Hockey players are at risk for concussions, despite wearing protective gear. When they occur, some individuals recover fairly quickly, while for others, symptoms linger. Unfortunately, ongoing symptoms can be so persistent, they interfere with the athlete’s ability to return to play at all. Without proper care and support, post-concussion syndrome can alter people’s lives permanently.

Post Concussion Syndrome

It’s estimated that about 20% of those who suffer a concussion experience post-concussion syndrome. This means they experience symptoms beyond a six-week period of time after their injury. Of particular interest to hockey players and other athletes is what else seems to be true of post-concussion syndrome: it is not the severity of the injury that determines who is most likely to experience long-terms effects of concussion. Rather, it is how many concussions the individual experiences over time. The more concussions you have, the more likely you are too face long-term consequences. This is especially true if the brain doesn’t adequately recover between injuries.

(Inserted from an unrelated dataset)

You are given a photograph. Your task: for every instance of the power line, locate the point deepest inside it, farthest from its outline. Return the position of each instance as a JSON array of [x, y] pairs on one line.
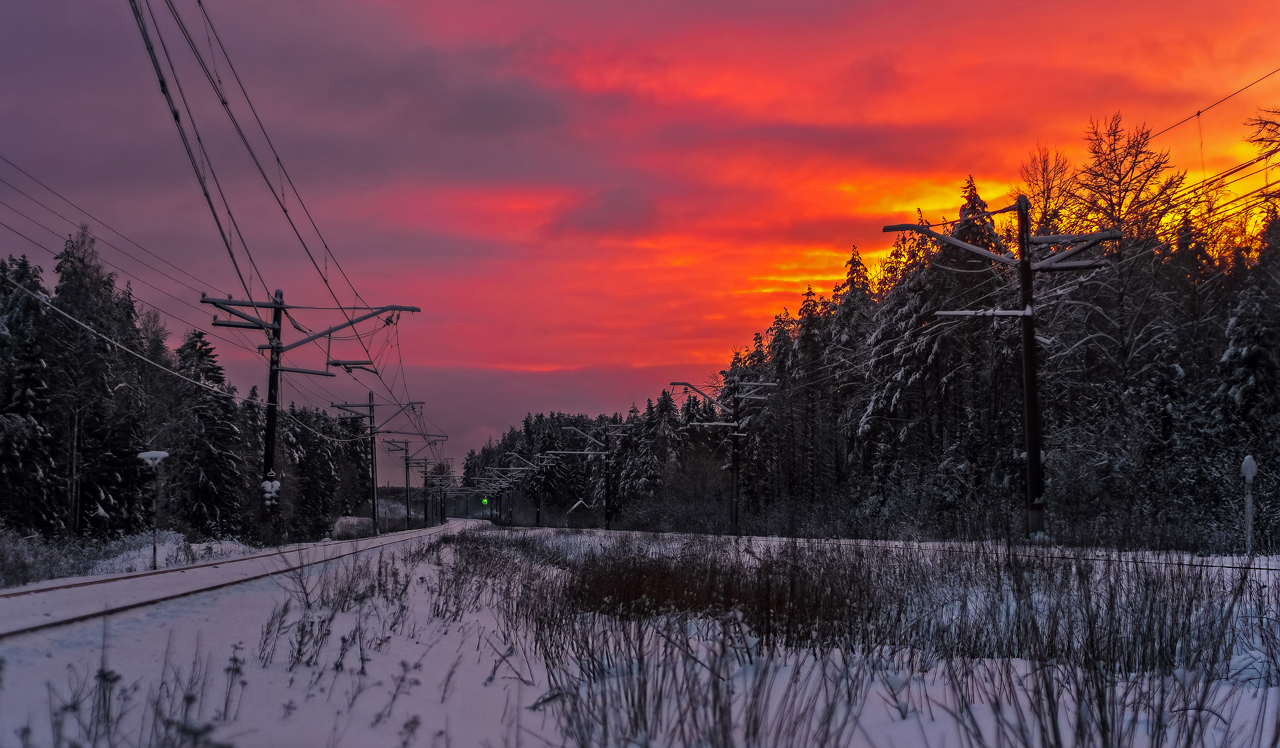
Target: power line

Long-term Effects of Concussion

Concussion can result in long-term physical, cognitive and emotional effects. Physical symptoms may include headaches, dizziness or vertigo, fatigue, and sensitivity to noise and light, among others. Memory loss, trouble concentrating, and brain fog or slowed thinking are some potential cognitive symptoms. Emotionally, post-concussion syndrome can involve anxiety or depression. Sleep disturbances are fairly common, and may exacerbate other symptoms.

What’s Wrong with the ‘Wait and See’ Approach

One of the most frustrating aspects of post-concussion syndrome is the persistence of symptoms, and the ‘wait and see’ approach care typically involves. When a hockey player suffers a mild traumatic brain injury, he or she may be told to take pain medication as needed, and rest up to promote healing. As symptoms linger, additional medications may be recommended to try to help the person feel better. Unfortunately, this rarely works as a reliable long-term solution. Side-effects and potential health risks associated with pharmaceuticals may present a problem, even if it does seem like medications are helping.

Effective, Natural Care for Concussions

Fortunately, there is another option for hockey players and other athletes who are at risk of concussion, or multiple concussions in particular, due to sports play. Functional neurology is an alternative type of health care that focuses on comprehensive evaluation of concussions, including testing that can determine exactly what is going on with brain function and the brain-body connection after an injury.

Brain Based Therapies for Concussion Recovery

A functional neurologist takes advantage of Brain Based Therapies, or BBT, to help improve function. The goal is to find out exactly how the individual may best be helped by evaluating function in specific areas of the brain and how they are communicating with each other and the body as a whole. Then, it healing and recovery can be brought about in very specific ways. Brain Based Therapies do not involve any guesswork, and the result of this type of care is recovery that is natural, swift, and as complete as possible.